Si mon cœur n’était pas aussi noir aujourd’hui, j’apprécierais la simplicité de mes camarades de classe. J’aimerais sans doute leurs originalités, leurs caractères changeant, leurs fous rires entres amis… Non. Je ne pouvais guère m’y attarder. La fourberie humaine m’y contraignait. Je m’entendrais bien avec eux, on sortirait de temps à autres, on rigolerait… Et là je me rendrais compte que tout ça n’était qu’un rêve. Je ne peux pas tomber deux fois parce que… Je sais que je ne m’en relèverais pas.
Alors que je notais la question sur ma feuille, ma voisine m’interpella. Je l’ignorais et m’étonnais que certains tentent encore de s’approcher de moi. J’avais tout juste levé les yeux sur ses boucles dorés et ses ravissants yeux grisâtre, que je reçus une fleur en papier sur mon bureau.

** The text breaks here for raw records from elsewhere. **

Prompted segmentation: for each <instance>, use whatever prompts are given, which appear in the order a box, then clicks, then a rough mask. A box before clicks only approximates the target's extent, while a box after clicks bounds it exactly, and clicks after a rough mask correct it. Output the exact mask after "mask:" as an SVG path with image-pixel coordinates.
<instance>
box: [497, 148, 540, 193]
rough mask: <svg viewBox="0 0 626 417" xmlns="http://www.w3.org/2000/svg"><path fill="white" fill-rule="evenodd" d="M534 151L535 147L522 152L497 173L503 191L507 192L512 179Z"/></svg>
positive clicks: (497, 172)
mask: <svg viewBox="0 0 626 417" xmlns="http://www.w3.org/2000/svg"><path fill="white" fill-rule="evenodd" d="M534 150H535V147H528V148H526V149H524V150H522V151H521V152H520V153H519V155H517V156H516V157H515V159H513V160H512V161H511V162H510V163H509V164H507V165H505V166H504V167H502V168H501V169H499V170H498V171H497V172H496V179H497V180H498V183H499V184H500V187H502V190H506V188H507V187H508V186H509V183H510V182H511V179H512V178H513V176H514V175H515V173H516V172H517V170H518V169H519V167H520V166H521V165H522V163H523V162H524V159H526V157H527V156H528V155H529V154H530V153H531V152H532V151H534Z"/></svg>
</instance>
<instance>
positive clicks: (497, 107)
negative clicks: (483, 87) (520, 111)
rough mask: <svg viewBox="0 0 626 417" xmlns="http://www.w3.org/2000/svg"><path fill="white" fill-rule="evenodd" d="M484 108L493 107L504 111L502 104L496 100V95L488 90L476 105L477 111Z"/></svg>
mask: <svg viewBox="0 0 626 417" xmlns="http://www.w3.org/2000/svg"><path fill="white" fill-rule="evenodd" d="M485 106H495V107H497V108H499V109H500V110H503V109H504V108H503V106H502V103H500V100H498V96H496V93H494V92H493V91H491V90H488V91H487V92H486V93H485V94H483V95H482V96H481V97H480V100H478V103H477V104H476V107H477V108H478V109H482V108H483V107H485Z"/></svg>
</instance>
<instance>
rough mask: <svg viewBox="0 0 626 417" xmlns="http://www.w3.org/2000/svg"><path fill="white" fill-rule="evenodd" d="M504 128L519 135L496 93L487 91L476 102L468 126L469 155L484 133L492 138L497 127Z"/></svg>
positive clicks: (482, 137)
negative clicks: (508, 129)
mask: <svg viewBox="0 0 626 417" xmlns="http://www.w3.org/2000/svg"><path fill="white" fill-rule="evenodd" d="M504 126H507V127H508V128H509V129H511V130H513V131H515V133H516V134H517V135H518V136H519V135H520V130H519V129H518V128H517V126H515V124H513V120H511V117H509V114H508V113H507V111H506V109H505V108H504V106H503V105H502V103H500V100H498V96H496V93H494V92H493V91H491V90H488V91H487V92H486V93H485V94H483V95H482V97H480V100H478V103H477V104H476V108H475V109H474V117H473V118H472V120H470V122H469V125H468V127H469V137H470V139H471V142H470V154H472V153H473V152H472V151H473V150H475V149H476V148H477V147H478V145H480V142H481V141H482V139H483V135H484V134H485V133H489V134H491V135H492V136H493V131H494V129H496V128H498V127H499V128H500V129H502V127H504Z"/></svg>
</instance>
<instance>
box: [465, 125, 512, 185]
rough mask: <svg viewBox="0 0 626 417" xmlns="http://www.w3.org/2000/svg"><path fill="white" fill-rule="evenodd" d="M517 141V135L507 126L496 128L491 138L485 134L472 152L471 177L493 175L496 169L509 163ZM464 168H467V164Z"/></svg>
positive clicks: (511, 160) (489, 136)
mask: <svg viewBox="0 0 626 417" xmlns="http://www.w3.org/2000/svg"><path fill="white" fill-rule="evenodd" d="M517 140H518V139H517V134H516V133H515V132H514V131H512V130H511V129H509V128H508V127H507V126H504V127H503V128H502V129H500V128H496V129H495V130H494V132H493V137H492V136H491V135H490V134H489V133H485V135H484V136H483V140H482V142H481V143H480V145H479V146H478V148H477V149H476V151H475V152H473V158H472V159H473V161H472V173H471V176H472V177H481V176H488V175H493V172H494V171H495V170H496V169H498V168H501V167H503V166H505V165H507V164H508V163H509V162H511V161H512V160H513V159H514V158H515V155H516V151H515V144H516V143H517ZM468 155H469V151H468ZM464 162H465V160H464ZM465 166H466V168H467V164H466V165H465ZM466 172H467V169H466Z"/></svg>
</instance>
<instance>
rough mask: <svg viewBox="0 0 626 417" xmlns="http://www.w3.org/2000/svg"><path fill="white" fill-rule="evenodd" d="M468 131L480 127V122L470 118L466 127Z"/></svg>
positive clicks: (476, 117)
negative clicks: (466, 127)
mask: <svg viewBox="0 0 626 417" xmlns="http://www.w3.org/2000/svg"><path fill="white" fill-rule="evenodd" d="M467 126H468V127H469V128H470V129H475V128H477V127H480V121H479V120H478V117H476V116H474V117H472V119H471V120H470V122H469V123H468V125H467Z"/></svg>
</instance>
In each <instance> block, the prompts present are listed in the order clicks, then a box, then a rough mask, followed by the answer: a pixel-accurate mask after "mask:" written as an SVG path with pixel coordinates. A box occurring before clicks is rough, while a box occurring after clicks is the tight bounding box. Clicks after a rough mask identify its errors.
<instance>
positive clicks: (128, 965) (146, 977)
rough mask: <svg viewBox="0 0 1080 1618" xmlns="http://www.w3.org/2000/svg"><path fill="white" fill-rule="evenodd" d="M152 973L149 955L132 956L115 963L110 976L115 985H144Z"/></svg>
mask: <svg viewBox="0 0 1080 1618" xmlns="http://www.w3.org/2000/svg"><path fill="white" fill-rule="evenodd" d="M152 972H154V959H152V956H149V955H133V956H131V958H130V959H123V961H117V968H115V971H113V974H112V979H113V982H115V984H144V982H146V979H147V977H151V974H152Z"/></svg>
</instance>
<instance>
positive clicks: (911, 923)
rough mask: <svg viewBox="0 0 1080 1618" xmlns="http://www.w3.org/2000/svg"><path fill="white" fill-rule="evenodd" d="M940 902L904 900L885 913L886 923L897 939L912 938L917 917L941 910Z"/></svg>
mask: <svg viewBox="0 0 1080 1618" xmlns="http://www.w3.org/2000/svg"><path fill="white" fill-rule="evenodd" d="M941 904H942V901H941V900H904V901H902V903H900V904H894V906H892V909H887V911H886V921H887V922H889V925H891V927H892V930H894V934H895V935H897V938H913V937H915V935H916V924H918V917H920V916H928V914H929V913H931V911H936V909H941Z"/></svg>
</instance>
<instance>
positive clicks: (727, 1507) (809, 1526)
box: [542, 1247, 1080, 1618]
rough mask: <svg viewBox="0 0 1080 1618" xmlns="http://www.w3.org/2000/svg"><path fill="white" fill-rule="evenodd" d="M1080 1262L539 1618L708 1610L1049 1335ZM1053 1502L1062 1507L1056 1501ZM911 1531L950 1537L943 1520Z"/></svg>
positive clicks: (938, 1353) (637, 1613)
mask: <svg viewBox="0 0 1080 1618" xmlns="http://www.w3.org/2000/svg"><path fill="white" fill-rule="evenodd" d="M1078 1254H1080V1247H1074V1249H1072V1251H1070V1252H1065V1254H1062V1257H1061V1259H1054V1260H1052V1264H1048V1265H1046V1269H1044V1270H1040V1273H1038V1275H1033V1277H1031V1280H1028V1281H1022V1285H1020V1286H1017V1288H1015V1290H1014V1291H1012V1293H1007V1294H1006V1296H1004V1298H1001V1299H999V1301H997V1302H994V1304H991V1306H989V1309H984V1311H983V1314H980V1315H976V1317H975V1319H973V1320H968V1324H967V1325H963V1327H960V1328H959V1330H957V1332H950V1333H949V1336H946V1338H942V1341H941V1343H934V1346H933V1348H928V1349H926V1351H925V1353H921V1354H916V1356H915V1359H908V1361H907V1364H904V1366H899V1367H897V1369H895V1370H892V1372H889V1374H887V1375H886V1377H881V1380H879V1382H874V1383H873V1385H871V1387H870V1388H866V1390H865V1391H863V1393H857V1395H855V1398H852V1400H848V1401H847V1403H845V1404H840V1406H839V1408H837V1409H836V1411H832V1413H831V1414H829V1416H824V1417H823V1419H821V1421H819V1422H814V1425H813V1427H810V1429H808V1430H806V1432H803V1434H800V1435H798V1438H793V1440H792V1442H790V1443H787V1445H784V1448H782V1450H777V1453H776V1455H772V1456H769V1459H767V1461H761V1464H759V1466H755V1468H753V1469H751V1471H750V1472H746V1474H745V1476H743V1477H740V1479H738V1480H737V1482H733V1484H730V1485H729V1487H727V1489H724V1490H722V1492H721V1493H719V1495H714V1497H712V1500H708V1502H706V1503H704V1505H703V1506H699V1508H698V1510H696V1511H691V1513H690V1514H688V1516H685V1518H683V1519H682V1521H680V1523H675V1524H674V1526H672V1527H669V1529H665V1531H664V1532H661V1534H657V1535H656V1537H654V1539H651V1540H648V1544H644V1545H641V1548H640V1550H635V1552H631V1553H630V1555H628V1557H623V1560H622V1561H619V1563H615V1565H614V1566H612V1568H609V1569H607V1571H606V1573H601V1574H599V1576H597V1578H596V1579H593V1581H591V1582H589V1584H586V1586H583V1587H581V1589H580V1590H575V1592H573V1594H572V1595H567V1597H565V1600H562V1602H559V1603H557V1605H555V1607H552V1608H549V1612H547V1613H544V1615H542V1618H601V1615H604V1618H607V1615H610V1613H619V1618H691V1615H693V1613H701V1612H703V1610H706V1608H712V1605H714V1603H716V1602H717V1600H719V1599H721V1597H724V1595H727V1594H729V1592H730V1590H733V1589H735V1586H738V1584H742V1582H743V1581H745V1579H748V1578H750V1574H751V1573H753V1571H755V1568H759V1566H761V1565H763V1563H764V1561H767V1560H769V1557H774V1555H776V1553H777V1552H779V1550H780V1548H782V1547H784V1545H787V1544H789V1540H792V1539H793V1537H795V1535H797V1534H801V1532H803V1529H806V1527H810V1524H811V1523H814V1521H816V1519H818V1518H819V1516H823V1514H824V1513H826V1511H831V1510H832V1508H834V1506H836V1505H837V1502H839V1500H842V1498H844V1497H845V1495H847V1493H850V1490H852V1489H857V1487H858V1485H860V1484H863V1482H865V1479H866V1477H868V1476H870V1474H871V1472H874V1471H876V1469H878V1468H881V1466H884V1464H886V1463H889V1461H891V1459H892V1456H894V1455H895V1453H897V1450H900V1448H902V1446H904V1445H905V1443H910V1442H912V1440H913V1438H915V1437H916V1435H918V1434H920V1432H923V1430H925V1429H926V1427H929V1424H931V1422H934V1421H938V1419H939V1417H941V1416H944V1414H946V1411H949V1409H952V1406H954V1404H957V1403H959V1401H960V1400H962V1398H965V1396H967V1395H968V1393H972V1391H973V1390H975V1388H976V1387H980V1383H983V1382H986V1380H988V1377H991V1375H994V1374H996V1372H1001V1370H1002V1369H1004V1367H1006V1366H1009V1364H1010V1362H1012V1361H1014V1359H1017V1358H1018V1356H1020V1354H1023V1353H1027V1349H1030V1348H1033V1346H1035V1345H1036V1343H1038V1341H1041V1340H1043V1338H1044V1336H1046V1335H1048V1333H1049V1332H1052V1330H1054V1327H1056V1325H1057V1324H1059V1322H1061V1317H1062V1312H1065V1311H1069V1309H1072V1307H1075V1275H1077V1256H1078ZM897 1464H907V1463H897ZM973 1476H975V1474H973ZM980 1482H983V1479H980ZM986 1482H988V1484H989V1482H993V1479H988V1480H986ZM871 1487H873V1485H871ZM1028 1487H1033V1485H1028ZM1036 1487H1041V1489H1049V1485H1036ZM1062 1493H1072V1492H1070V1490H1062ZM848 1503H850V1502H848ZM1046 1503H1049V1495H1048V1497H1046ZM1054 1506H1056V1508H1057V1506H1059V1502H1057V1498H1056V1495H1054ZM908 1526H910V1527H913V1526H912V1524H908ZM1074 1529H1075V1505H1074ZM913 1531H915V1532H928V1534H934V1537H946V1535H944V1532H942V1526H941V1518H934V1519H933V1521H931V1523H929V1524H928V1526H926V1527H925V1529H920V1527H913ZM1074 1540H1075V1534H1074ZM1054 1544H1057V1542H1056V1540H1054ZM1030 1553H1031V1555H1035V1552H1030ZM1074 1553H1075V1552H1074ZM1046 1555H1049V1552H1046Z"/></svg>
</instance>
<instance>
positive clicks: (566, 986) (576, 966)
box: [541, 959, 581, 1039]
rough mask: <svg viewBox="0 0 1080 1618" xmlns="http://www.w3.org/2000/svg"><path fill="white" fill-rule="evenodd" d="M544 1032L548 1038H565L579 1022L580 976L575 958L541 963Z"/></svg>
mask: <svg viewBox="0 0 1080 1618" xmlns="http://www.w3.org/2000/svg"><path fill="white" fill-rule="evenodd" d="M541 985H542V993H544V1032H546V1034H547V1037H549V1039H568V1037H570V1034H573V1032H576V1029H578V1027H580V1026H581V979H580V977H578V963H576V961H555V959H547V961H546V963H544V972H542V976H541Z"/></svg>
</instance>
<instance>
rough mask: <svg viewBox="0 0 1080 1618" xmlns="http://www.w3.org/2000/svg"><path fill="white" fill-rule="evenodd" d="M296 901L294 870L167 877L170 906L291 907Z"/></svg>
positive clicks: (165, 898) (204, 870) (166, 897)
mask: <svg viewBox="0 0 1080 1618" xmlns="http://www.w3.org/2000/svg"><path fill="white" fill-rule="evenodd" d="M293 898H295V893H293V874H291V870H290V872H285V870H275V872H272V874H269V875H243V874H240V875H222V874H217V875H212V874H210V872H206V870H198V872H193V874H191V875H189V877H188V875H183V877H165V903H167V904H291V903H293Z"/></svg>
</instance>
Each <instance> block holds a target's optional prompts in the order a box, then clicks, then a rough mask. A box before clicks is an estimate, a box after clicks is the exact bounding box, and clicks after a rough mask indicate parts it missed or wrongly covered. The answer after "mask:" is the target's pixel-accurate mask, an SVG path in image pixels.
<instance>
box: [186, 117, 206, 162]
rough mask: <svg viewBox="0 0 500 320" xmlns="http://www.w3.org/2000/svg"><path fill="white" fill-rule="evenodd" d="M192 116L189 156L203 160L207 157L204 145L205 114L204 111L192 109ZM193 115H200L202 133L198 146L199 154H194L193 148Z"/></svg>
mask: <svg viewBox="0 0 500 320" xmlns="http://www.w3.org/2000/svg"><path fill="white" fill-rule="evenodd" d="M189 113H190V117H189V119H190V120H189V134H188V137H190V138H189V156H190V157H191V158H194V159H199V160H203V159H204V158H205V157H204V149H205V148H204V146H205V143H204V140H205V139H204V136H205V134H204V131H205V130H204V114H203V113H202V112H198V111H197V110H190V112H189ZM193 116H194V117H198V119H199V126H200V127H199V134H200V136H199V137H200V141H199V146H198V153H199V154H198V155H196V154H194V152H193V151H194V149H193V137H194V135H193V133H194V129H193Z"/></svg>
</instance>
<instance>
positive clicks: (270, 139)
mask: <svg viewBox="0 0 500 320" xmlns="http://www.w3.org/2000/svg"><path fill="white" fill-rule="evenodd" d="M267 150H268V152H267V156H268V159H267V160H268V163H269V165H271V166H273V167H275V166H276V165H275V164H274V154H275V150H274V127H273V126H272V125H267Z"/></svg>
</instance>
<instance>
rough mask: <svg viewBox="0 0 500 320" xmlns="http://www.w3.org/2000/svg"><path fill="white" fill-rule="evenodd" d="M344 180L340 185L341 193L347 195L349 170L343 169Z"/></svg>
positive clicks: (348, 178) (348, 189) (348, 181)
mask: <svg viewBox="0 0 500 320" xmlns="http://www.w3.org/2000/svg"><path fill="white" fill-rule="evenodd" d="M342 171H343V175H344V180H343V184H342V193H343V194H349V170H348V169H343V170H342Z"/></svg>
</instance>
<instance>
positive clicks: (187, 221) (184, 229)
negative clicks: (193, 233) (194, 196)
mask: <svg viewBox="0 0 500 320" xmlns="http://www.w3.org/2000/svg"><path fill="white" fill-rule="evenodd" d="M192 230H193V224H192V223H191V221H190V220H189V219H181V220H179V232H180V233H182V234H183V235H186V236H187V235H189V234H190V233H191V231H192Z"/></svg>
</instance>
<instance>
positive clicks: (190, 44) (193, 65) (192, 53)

Je la poussais sans gêne. Je n’avais que faire de sa fleur, aussi jolie soit-elle.
Quelques minutes s’étaient écoulées quand je reçus un autre origami, une cigogne cette fois. Je la poussais à nouveau sans même lever le visage sur cette fille. Son nom ? Je n’en ai retenu aucun, tout simplement car je n’écoutais pas les présentations des élèves à la rentrée.
Quant à moi… J’avais écris mon nom au tableau et j’étais retourné m’asseoir. Ils n’ont rien à savoir d’autre. Je ne les aimais pas. Je n’aimais plus que moi.